The Stranger: I had some trouble with this but finally decided on Susan and Lu Tze. Although one would intuitively put Susan under The End, in practice the characteristics she actually exhibits line up more with the Stranger. She walks unseen among others, unknown in the places she passes through, never usually staying very long in one place unless that happens to be her dwelling at that time. She doesn't fit in among others and has always been set apart. Her presence unsettles people. She's too undead to be truly alive and too alive to be truly undead. The only people who really know her are Death and Time. To everyone else, she's a stranger they see sometimes. And Lu Tze, of course, is just the Sweeper. No one knows the first thing about him apart from the fact that he happens to be there. He's a part of the background of whenever he is. He comes and goes unnoticed. If anyone ever truly Looked at him, and actually noticed what they saw, that he was in fact a stranger in their midst, the first words out of their mouths would be "I do not know you"
The Desolation: Stratford, Spider the Rat King, and Ipslore the Red. Stratford was a motherfucker who would bleed every last drop before abandoning the corpse he created. This was a bastard who, wishing to cause Vimes as much pain as he could, chose to target his son rather than seek him out directly. A man after the Desolation's own heart. Spider was out for everything the humans had. It wanted their utter ruin and destruction and was well on its way to achieving it. And Ipslore attempted to destroy the whole world with his resentment, using and abusing his own son as his instrument to do so, and would have succeeded too, if it weren't for some idiot with a half brick in a sock.
The Extinction: The Things from the Dungeon Dimensions. The Extinction is the end of the rule of Man and their replacement with the horrifying Other. And there's nothing that fits that description better than the Things from the Dungeon Dimensions, constantly seeking to bring about exactly what the Fear is.
The Lonely: This was difficult to decide as well, but I believe the First Tooth Fairy might qualify.

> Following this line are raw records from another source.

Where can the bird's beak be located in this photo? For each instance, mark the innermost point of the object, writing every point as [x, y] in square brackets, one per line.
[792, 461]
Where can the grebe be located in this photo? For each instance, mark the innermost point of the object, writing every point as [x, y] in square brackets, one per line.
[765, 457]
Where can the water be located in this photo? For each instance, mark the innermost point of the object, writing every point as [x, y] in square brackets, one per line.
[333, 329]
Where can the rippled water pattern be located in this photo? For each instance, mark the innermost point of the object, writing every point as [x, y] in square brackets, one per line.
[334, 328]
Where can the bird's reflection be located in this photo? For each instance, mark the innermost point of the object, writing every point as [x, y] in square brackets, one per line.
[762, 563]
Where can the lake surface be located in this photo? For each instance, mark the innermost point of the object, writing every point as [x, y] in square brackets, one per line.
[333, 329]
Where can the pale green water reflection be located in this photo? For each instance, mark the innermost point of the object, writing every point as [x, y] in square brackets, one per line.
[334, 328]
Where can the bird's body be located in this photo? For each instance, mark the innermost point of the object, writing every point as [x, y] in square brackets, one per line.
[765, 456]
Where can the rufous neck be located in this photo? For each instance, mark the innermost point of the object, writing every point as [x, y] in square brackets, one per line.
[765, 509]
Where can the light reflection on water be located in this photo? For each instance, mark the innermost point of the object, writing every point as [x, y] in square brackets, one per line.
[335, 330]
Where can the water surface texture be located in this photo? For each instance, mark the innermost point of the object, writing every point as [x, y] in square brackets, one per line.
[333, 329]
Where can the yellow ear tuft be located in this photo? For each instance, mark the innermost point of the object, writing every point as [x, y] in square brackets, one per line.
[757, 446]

Living literally locked up in a bubble separate from the rest of reality, it lives apart from everyone and everything else, keeping alone for all eternity. Additionally, I believe that every living witch(with the exception of Nanny Ogg) carries a piece of the Lonely inside them. Its influence never goes away, and those who succumb to it are the ones who become cacklers.
The Vast: Tiffany Aching and, funnily enough, a Simon once again. Tiffany's primary source of power is that she is, at her core, something far bigger than herself. She may be just Tiffany but she is also Land under Wave, the power and will of millions of years of life before her. At her most powerful she is aware of EVERYTHING, from the bones of the flint beneath the chalk to time itself to the stars being born in the distant sky. She is small but she is also Vast. And Simon sees the whole universe and truly understands what he's looking at. He sees and understands more than he can express and his knowledge of the Vast almost approaches comprehension.
The Dark: The one, though once again not only, Samuel Vimes. There couldn't be any other answer here. The dark walks with him. He was born in it, moulded by it... By the time he saw the light it was nothing more than BLINDING. But yeah, he is most at peace in the true dark in the pissing rain on the cobbles, even before he was literally possessed by the living darkness itself. The dark aids him and talks to him. The dwarfs and the goblins may live in the dark, but Sam Vimes looked into the Abyss, and he wasn't the one who blinked.